In his daily links update this morning, HoCo Rising shared a couple of statistical nuggets from this story by Yeganeh June Torbati in The Sun, particularly the fact that HoCo is the wealthiest county in the wealthiest state in the country "with 57.2 percent of residents having completed a bachelor's degree.”
We also top the charts in the time spent getting to and from work.
“Marylanders continued to have some of the nation's longest driving commutes — about 31 minutes on average, virtually tied with New Yorkers.”
In this story by Carol Morello and Dan Keating in The Washington Post we also learn that in Northern Virginias Loudon County , “more than a third of the households are married couples with children, making it one of the country's bastions of the traditional family.”
On the other hand, the Baltimore area, less than one in ten households are made up of the traditional nuclear family.

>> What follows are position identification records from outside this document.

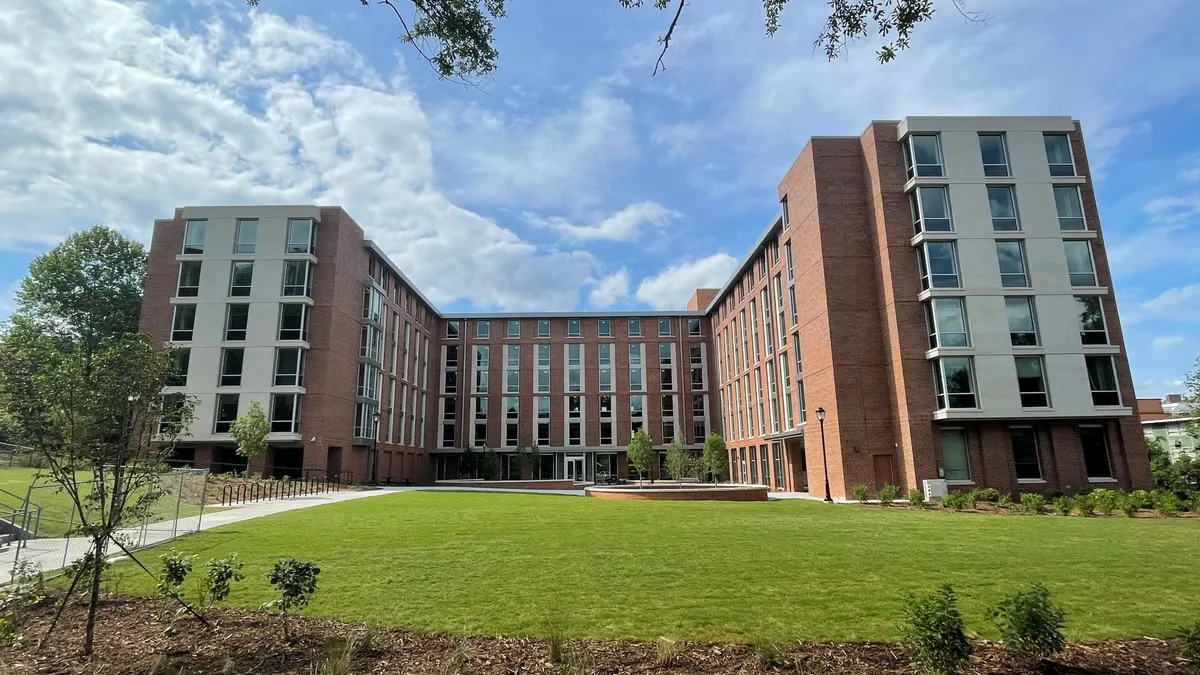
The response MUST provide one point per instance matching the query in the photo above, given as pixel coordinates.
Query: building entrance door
(575, 469)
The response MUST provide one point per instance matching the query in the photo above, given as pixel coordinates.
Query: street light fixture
(825, 458)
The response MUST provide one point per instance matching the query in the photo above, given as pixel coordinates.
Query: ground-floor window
(1096, 452)
(955, 465)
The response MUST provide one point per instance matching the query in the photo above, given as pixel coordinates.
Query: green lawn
(501, 563)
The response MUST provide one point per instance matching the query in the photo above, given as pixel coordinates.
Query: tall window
(1091, 320)
(995, 156)
(193, 237)
(1059, 154)
(1079, 263)
(245, 238)
(301, 237)
(1031, 382)
(939, 264)
(1011, 256)
(923, 155)
(930, 209)
(947, 322)
(955, 465)
(1003, 209)
(293, 321)
(184, 323)
(1025, 453)
(1023, 326)
(1103, 380)
(189, 280)
(240, 279)
(954, 382)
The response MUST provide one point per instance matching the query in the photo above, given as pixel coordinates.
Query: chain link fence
(49, 535)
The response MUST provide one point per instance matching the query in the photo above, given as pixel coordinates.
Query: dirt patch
(132, 640)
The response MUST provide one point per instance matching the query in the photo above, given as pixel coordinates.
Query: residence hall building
(939, 286)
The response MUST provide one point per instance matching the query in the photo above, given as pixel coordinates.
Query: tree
(455, 36)
(717, 457)
(640, 454)
(250, 430)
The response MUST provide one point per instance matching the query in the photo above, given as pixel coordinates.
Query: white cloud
(610, 290)
(111, 118)
(671, 288)
(625, 225)
(1163, 344)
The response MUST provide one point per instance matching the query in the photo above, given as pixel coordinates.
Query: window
(923, 155)
(1091, 320)
(1059, 154)
(1025, 453)
(1023, 326)
(1071, 209)
(189, 280)
(289, 366)
(245, 237)
(301, 237)
(955, 465)
(939, 266)
(1003, 209)
(237, 318)
(1079, 263)
(240, 279)
(1103, 380)
(286, 413)
(1011, 256)
(1095, 444)
(297, 279)
(1031, 382)
(180, 359)
(954, 381)
(293, 322)
(231, 366)
(193, 237)
(947, 322)
(930, 209)
(995, 157)
(184, 323)
(227, 413)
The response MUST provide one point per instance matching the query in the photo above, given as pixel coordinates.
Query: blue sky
(573, 178)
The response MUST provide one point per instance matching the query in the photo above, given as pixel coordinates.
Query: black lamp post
(825, 458)
(375, 449)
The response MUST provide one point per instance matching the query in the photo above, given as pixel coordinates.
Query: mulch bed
(131, 640)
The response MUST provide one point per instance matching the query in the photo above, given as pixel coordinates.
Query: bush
(933, 633)
(888, 494)
(1030, 623)
(1033, 503)
(954, 501)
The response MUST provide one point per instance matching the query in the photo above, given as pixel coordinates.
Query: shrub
(933, 633)
(888, 494)
(1030, 623)
(1033, 503)
(295, 581)
(954, 501)
(916, 497)
(861, 493)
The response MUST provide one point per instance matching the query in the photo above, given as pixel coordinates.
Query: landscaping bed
(131, 639)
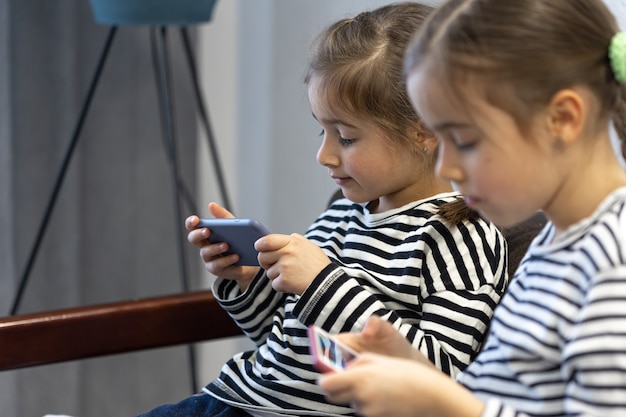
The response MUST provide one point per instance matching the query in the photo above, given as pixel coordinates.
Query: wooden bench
(104, 329)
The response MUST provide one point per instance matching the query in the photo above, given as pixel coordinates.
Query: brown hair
(360, 62)
(536, 47)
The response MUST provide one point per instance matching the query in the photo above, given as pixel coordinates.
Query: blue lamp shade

In The Daily Record, Michaelle Bond reports that “Howard County schools had the state’s lowest poverty rate at 4.6 percent.”
That still concerns Patti Caplan.
“Just because the Howard County School Public School System has the lowest poverty rate — and is located in the county with the highest median household income — doesn’t mean it doesn’t worry about the relationship between poverty and school achievement, said spokeswoman Patti Caplan.”
“People think, ‘Well, that can’t be a problem in Howard County ,’ but it is,” Caplan said. “And we want to raise awareness of the issue.”
Then again perhaps it’s best to consider what Professor Aaron Levenstien said about statistics:
“Statistics are like a bikini. What they reveal is suggestive, but what they conceal is vital.”